So, you’re dealing with a broken window and want to patch it up? Aluplex is here to help. Below, we’ll cover some of the ways to patch a broken window.
Assess the Level of Damage
The first thing to do when you have a broken window is to assess the exact level of damage to determine how to patch it. The thing is, not all damage is equal. You can’t patch every break.
If your window is cracked, but there are no places where glass has actually left the window, it’s patchable. Even long cracks, while a bit more tedious, can be patched with a glass patching kit or similar.
However, if the crack is big enough that some small pieces have fallen out, it’s beyond patching with a patching kit. This type of crack can still be repaired, but it involves replacing the broken glass. The same goes for larger breaks, such as when a baseball goes through the window.
How to Patch a Broken Window
Patching a broken window with manageable cracks in it can be done with a glass repair kit. These can be bought online or from a hardware store. These are especially common, since they’re used to repair small cracks in windshields and other car windows.
These repair kits generally have instructions in them, but we’ll run over the basics.
- The first step is cleaning the window. You’ll want to do this with a window cleaner like Windex, which will remove skin oils and dust.
- Next, you’ll put on the adhesive patch. This isn’t permanent and only functions as a barrier. Ensure the length of each crack is completely covered by an adhesive patch. If you don’t have enough, you’ll need to buy more.
- After that, you’ll use your syringe to draw up some of the epoxy. How much you need will depend on the size of the cracks you’re filling.
- Then, you can stick your syringe needle through the patch and right into one of the cracks. Inject the epoxy slowly. Injecting it too fast can lead to bubbling in the barrier patch. You have to give it enough time to spread down the length of the crack.
- After that, when you’ve filled each crack with epoxy under the barrier patch, you’ll need to let it cure. Each epoxy will have different requirements. Follow the instructions in your kit.
- When the epoxy has cured, remove the adhesive patch(es) and scrape any excess epoxy off with the flat edge of a razor blade.
- The epoxy will need to set overnight as well, in most cases. Once it has set completely, you can wash the window with soap and water.
Holes Too Big to Patch
If your hole is too big to patch with a crack repair kit, you’ll need to cover it with something until you can get it replaced. Your best bet is using some packing tape and one or more pieces of plastic. This will keep rain out of your home. If you don’t have sheet plastic, plastic wrap from the kitchen works as well.
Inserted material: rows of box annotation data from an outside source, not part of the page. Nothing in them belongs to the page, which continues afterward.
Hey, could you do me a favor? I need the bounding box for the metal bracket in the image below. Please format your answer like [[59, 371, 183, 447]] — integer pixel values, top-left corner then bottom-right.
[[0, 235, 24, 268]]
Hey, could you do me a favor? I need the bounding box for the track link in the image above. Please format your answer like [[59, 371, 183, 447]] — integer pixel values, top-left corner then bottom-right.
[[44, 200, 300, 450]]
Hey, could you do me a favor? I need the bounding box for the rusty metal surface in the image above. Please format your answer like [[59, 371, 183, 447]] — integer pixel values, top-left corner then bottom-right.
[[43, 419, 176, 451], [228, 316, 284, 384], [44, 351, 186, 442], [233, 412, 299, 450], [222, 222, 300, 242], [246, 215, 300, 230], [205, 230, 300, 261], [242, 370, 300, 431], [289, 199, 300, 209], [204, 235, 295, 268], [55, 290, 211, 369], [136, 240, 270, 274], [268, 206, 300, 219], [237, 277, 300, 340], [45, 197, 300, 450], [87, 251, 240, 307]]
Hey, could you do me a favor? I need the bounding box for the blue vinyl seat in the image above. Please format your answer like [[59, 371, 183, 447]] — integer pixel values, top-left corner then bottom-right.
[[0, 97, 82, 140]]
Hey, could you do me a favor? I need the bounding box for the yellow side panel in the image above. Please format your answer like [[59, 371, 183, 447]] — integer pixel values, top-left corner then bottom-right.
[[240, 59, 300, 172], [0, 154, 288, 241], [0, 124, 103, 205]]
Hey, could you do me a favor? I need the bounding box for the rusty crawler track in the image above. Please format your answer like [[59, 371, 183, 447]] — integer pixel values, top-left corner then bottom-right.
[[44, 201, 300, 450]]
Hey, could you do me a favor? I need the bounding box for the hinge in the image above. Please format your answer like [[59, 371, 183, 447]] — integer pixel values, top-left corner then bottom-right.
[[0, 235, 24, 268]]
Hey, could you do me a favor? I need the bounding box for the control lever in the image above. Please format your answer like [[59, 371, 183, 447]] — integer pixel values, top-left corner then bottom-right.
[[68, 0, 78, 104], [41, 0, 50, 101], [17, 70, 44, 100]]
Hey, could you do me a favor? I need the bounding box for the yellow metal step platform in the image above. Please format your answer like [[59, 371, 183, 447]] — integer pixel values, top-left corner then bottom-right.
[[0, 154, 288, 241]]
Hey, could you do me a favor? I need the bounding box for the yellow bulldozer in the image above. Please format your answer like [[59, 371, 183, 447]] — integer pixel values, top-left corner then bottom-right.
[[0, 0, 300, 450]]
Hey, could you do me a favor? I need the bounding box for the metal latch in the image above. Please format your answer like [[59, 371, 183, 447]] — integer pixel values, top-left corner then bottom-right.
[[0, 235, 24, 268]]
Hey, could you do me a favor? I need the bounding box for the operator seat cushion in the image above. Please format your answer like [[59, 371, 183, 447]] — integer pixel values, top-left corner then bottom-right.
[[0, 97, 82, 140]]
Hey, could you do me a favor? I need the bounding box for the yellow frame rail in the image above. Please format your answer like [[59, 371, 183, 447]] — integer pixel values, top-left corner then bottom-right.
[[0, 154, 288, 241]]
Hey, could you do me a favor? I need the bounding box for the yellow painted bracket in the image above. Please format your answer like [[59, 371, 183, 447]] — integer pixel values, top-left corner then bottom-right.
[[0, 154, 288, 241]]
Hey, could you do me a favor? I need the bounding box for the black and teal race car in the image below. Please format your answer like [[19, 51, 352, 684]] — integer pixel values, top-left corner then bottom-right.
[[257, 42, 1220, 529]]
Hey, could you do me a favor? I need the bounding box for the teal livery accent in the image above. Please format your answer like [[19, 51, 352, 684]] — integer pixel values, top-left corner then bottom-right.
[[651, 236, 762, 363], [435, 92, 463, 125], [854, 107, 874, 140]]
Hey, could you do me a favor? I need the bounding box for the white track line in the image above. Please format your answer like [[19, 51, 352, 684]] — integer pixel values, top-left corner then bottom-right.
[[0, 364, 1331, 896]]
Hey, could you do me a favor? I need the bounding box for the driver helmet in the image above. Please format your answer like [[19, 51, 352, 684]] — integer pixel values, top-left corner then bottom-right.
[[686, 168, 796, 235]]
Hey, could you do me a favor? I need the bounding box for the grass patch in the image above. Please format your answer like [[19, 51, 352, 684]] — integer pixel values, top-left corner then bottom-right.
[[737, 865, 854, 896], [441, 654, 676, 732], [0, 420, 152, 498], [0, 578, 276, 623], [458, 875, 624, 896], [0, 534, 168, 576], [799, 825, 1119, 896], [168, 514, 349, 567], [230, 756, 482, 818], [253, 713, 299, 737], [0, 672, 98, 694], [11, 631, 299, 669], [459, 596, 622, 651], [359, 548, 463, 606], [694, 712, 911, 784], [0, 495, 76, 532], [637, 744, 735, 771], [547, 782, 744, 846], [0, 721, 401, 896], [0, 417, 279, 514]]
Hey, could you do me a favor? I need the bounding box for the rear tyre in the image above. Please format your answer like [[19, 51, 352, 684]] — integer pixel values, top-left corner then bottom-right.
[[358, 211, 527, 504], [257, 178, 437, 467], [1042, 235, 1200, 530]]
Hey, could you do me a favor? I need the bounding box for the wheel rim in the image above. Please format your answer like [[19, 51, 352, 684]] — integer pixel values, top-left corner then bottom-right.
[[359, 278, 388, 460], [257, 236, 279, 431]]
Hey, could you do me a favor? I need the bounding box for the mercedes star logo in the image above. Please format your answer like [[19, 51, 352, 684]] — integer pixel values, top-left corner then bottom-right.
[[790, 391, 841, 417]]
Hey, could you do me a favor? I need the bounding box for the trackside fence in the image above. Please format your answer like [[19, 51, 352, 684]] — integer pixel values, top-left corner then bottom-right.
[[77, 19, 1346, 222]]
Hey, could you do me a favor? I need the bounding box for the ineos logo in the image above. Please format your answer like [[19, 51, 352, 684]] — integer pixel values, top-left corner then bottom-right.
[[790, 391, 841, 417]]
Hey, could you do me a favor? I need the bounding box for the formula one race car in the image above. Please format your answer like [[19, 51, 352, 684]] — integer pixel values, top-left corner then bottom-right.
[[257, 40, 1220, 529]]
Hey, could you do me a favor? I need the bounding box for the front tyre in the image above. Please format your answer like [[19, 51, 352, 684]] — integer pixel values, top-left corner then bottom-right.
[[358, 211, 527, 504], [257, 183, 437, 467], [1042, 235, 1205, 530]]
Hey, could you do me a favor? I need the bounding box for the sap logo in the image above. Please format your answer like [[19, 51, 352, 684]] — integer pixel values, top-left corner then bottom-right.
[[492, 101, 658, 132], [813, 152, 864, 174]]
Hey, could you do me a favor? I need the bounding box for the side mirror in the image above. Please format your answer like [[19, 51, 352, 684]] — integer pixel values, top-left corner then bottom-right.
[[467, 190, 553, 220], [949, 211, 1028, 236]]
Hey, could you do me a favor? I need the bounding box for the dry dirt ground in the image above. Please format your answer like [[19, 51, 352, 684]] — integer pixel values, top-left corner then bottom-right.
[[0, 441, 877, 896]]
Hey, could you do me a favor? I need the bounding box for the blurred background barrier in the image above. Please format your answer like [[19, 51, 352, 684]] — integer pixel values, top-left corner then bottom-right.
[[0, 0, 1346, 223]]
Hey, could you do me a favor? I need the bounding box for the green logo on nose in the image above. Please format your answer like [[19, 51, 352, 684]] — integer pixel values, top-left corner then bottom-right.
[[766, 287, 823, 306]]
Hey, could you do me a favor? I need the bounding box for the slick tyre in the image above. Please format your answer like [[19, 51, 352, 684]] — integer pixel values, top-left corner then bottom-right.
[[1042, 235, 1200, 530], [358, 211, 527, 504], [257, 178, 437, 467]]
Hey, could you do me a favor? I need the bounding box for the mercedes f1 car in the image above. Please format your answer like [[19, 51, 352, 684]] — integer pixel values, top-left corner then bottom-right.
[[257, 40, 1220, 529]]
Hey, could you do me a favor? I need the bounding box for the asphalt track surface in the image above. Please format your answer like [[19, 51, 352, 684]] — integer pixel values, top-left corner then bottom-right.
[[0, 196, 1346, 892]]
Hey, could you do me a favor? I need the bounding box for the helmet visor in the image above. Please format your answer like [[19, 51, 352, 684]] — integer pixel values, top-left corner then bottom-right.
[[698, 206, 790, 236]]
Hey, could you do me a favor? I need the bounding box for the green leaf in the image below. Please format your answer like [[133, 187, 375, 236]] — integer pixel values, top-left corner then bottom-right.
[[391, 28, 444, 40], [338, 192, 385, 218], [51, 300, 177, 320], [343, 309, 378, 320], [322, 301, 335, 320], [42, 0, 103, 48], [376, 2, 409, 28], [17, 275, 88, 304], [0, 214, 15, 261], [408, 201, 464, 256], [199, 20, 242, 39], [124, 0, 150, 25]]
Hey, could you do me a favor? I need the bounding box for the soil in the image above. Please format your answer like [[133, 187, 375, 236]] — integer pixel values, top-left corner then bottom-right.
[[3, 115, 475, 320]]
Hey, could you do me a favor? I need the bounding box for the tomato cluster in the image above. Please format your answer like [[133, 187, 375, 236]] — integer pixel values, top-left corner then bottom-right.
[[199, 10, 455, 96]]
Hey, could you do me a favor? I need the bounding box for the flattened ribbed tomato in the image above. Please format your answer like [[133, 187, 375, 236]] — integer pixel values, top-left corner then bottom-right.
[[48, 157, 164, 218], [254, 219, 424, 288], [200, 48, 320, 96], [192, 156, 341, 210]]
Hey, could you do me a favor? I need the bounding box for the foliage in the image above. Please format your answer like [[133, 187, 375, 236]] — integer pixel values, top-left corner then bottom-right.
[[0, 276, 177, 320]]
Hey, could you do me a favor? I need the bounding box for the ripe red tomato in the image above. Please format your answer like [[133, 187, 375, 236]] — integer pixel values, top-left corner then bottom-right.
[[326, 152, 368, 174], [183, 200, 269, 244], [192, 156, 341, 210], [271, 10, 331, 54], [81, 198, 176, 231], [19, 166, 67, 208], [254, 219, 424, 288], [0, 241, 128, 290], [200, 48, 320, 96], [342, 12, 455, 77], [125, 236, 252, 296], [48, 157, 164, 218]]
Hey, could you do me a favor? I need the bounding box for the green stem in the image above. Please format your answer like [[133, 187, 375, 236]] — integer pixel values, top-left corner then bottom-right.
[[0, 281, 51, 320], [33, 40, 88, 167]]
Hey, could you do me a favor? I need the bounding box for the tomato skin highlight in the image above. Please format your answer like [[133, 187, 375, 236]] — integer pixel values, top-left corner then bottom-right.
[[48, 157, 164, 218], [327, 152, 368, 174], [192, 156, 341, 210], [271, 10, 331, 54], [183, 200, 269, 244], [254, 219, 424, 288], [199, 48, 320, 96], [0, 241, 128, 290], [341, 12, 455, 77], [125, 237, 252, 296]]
If you’re working with smaller strips of plastic, like plastic wrap, be sure to place it horizontally with the higher strips overlapping the lower ones so that water won’t get under them.
Replace Broken Windows
Unless your crack is very small, it’s always best to replace broken windows. When you patch a broken window, it works great as a temporary measure. However, windows with large cracks in them are likely to have lost some of their insulating gas. Without that gas, they will do much less to keep the cold or heat in or out (depending on the season). Don’t settle for a weak and ineffective window.